Court convicts terrorist of manslaughter, not murder
Mamdouh Amro was convicted of manslaughter instead of murder of Eliav Gelman, an off-duty IDF reservist officer who was killed by stray bullet meant for terrorist while helping to neutralize him; court finds Amro responsible for the death, but majority opinion determines it was not possible to prove intent.
In February 2016, Mamdouh Amro, 26, from the Hebron-area village of Dura, arrived by foot at the Gush Etzion junction. After arousing the suspicion of troops stationed there, he started running toward the bus stop at the junction while brandishing a knife. Gelman was among the civilians at the bus stop. He drew his firearm and charged at the terrorist. While helping neutralize the terrorist, Gelman was hit by a stray bullet aimed at the terrorist and was killed.
The court found Amro responsible for Gelman's death, as the gunfire was the result of his actions. But while one judge supported convicting the terrorist of murder, the other two determined it was not possible to prove the terrorist arrived at the scene of the attack with the intention to kill.
Gelman's family called on the judges to sentence the terrorist to death. "Even if the terrorist's hands and feet are cut off, and he's left to rot and die in agony, it won't change our situation, it won't comfort or despair, and it won't calm the pain," the family said. "We demand the death sentence.
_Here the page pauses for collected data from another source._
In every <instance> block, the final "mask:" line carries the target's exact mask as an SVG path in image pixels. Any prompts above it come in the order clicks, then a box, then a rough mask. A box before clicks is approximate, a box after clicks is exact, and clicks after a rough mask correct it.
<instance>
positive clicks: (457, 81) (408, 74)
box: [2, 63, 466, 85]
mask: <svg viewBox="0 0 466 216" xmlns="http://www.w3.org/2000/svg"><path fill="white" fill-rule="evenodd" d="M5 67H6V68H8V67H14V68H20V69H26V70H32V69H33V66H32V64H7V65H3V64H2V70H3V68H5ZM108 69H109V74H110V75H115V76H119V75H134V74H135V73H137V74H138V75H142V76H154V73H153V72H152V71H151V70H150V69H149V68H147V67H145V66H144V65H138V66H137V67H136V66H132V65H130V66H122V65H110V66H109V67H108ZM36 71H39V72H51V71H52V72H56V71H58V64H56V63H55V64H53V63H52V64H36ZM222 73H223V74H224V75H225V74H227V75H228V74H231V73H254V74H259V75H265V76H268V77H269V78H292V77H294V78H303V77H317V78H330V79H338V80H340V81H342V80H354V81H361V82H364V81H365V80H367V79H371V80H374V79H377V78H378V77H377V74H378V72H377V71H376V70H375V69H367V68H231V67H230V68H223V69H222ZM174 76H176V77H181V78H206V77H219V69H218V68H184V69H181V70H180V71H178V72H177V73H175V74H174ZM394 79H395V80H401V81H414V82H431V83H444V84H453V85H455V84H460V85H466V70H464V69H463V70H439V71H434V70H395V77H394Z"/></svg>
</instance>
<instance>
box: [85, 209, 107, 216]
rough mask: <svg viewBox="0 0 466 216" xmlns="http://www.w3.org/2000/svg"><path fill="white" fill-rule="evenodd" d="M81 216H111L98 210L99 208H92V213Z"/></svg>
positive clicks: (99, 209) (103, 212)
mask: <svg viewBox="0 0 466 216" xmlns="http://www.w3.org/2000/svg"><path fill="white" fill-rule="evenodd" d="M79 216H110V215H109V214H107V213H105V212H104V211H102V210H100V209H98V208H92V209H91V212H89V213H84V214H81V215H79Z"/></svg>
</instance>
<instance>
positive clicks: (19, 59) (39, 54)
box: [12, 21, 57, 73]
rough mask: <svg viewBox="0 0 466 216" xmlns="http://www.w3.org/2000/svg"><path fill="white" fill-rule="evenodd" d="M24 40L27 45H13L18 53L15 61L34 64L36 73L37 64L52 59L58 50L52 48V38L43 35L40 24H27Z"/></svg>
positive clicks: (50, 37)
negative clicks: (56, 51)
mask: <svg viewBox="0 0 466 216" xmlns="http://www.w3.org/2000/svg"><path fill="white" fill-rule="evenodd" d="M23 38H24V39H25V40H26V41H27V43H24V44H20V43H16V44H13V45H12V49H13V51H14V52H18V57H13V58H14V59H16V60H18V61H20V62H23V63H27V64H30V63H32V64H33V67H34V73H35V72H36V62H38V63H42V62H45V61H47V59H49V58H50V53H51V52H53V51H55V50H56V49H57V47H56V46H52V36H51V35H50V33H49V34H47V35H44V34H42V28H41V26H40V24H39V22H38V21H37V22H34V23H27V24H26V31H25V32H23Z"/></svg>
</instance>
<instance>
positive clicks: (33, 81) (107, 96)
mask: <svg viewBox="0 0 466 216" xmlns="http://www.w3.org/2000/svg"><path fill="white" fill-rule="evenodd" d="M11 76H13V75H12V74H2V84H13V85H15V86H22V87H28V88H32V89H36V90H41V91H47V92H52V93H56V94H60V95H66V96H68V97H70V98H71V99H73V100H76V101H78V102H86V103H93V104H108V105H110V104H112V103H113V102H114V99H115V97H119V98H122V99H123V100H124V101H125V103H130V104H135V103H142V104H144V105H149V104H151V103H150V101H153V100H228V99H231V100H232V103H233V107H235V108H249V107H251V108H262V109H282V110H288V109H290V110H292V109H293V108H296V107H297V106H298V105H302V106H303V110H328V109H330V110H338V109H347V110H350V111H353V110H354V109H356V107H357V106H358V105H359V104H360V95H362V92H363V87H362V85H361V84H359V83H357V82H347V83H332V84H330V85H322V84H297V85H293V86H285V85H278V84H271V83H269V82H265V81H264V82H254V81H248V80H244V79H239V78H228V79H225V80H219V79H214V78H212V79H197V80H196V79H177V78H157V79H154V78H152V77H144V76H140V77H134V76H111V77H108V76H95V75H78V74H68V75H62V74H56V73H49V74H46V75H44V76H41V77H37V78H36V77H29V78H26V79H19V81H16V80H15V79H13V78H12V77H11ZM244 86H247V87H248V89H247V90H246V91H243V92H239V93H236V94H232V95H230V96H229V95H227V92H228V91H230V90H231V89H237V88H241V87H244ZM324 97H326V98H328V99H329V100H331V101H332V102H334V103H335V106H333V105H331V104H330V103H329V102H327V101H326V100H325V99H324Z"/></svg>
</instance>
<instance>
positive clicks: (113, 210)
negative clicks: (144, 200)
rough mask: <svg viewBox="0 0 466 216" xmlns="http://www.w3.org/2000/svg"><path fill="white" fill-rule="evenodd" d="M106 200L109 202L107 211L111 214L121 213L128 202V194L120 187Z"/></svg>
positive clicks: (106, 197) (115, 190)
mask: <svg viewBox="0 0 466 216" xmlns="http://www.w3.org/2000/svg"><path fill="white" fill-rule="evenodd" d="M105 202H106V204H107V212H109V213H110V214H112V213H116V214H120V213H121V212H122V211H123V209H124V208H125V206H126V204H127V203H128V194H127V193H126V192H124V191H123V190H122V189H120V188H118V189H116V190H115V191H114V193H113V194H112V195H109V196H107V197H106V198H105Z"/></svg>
The issue of capital punishment to terrorists is of national and public important, it's for the benefit of the people of Israel—so every damned man or woman trying to harm a Jew know that is the punishment."
Attorney Haim Bleicher from the Honenu NGO, who has been providing the family with legal counsel, rejected the court's ruling, saying "the attempt to seek intention by a terrorist, when it's clear that terrorist is part of those seeking to exterminate Israelis, is incomprehensible and unacceptable. The terrorist's objective was to murder, and unfortunately he was able to achieve this goal. We call on the prosecution to appeal the ruling, so that the murderous terrorist is punished."
Defense Minister Avigdor Lieberman echoed these sentiments, writing on Twitter: "I believe, just like the military prosecution and the president of the Military Court, that a terrorist who runs brandishing a knife in an effort to murder soldiers and civilians should be convicted of murder. Clear and simple. And I'm sure in the end, this is what's going to happen."